Senza forze, ormai
Scritto da Riccardo Giuliani in Collaborazioni, addì 24 novembre 2009
Tre dannate ore in biblioteca con un sonno galoppante; cervello massacrato (e non solo quello) da due signorinelle in bassa vena di studio matto e disperatissimo ma in carriera per diventare le pettegole dell’anno.
Lo faccio notare loro gentilmente a 10 minuti dalla chiusura, e mi si risponde che:
- sì, ma sta per chiudere; ecco perché…
- no, no no, ti sbagli, (e l’altra ragazza) ce lo potevi pure dire prima
- punti di vista
alle mie rimostranze nel seguente ordine:
- scusate, ma voi riuscireste a studiare in queste condizioni?
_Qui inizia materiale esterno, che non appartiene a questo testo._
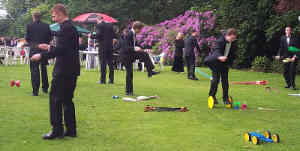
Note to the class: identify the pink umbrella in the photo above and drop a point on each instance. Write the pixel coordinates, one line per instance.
(91, 18)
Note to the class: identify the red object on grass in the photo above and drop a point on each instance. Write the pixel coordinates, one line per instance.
(91, 18)
(18, 83)
(263, 82)
(22, 52)
(12, 83)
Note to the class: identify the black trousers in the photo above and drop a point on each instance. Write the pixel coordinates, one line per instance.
(190, 63)
(178, 65)
(217, 75)
(289, 73)
(104, 61)
(61, 104)
(128, 60)
(35, 76)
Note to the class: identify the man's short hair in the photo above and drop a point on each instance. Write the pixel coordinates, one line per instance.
(99, 17)
(36, 15)
(137, 25)
(231, 32)
(59, 8)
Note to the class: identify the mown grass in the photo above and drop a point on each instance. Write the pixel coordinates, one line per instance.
(105, 124)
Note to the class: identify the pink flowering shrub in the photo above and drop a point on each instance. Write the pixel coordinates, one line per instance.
(162, 36)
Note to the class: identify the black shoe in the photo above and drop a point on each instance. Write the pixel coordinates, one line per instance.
(293, 88)
(51, 135)
(150, 73)
(226, 101)
(129, 93)
(100, 82)
(155, 73)
(70, 134)
(45, 90)
(194, 78)
(215, 100)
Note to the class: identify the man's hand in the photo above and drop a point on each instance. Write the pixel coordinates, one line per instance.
(44, 46)
(222, 58)
(36, 57)
(293, 59)
(137, 48)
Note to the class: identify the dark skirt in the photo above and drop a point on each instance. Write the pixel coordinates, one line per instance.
(178, 65)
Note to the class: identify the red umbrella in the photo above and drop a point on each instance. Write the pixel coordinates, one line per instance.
(91, 18)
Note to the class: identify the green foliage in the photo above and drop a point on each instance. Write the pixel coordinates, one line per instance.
(105, 124)
(262, 64)
(148, 11)
(277, 66)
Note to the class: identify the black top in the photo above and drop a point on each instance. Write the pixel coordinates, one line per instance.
(189, 46)
(66, 51)
(127, 44)
(37, 33)
(283, 49)
(219, 51)
(179, 45)
(105, 35)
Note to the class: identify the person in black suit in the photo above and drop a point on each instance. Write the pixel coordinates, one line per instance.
(219, 62)
(289, 72)
(189, 46)
(105, 35)
(37, 33)
(130, 52)
(178, 65)
(65, 73)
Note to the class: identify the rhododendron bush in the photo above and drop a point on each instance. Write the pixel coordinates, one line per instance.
(162, 36)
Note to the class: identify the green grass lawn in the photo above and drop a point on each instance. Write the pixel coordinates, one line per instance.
(105, 124)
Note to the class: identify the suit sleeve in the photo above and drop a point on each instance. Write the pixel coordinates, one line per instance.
(62, 47)
(49, 38)
(196, 45)
(28, 34)
(130, 41)
(219, 48)
(280, 47)
(99, 32)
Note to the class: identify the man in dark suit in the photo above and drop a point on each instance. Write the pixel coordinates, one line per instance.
(189, 46)
(37, 33)
(65, 73)
(105, 35)
(289, 72)
(219, 62)
(130, 52)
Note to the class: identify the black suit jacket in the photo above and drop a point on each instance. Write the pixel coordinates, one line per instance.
(189, 46)
(179, 45)
(283, 49)
(127, 46)
(66, 51)
(105, 35)
(37, 33)
(212, 60)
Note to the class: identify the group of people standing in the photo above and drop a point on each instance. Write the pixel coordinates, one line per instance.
(67, 65)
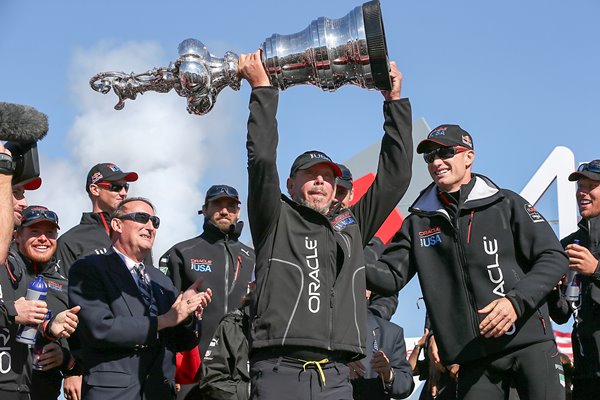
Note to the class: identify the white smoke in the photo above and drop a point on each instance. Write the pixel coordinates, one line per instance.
(154, 136)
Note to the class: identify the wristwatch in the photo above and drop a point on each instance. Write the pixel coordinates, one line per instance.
(7, 166)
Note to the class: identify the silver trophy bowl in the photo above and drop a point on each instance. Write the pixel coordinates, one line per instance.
(329, 53)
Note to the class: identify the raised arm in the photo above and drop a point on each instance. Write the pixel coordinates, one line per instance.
(264, 195)
(394, 169)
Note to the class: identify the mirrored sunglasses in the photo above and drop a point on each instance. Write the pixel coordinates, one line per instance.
(228, 190)
(592, 167)
(142, 218)
(114, 187)
(443, 153)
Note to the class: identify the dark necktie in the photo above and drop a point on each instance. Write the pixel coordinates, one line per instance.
(145, 288)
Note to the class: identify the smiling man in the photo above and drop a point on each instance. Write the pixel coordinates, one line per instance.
(309, 317)
(217, 257)
(106, 185)
(133, 319)
(583, 249)
(486, 261)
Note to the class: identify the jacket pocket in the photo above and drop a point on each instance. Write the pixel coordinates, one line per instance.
(109, 379)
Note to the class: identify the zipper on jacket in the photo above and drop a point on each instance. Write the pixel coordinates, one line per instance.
(226, 291)
(331, 301)
(542, 320)
(467, 280)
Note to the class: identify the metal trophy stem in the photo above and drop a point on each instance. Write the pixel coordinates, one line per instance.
(328, 54)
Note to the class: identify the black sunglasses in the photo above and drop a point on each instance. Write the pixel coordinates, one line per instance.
(142, 218)
(35, 214)
(114, 187)
(592, 167)
(443, 153)
(228, 190)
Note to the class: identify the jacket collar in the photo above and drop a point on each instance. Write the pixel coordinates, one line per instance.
(483, 192)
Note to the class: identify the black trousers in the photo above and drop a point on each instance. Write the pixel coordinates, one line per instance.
(286, 378)
(45, 385)
(6, 395)
(584, 389)
(535, 370)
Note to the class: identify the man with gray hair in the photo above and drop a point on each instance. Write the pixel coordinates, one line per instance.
(133, 319)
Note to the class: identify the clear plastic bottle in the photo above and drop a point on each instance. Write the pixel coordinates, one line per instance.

- veramente è da quando siete qui che andate avanti così
- contavo sul fatto che non ce ne fosse bisogno
Un applauso va dritto dritto alla battuta punti di vista, sintomo di rabbia malcelata; l’unico aspetto che mi ha permesso di mantenere la calma e di non imbracciare il mio fedele lanciafiamme.
Dulcis in fundo. Torno a casa, mi collego e per informarmi sugli orari degli autobus ARPA pesco questa notizia. In pratica gli autobus che sono stati comprati grazie alle tasse (e alle fettine di culo) di tutti, adesso potrebbero andare in buona parte in mano di chissà chi, visto come funzionano le privatizzazioni in Italia -ieri la Telecom grazie a D’Alema, oggi l’acqua grazie a Ronchi.
Non ricordo più a che ora deve suonare la sveglia!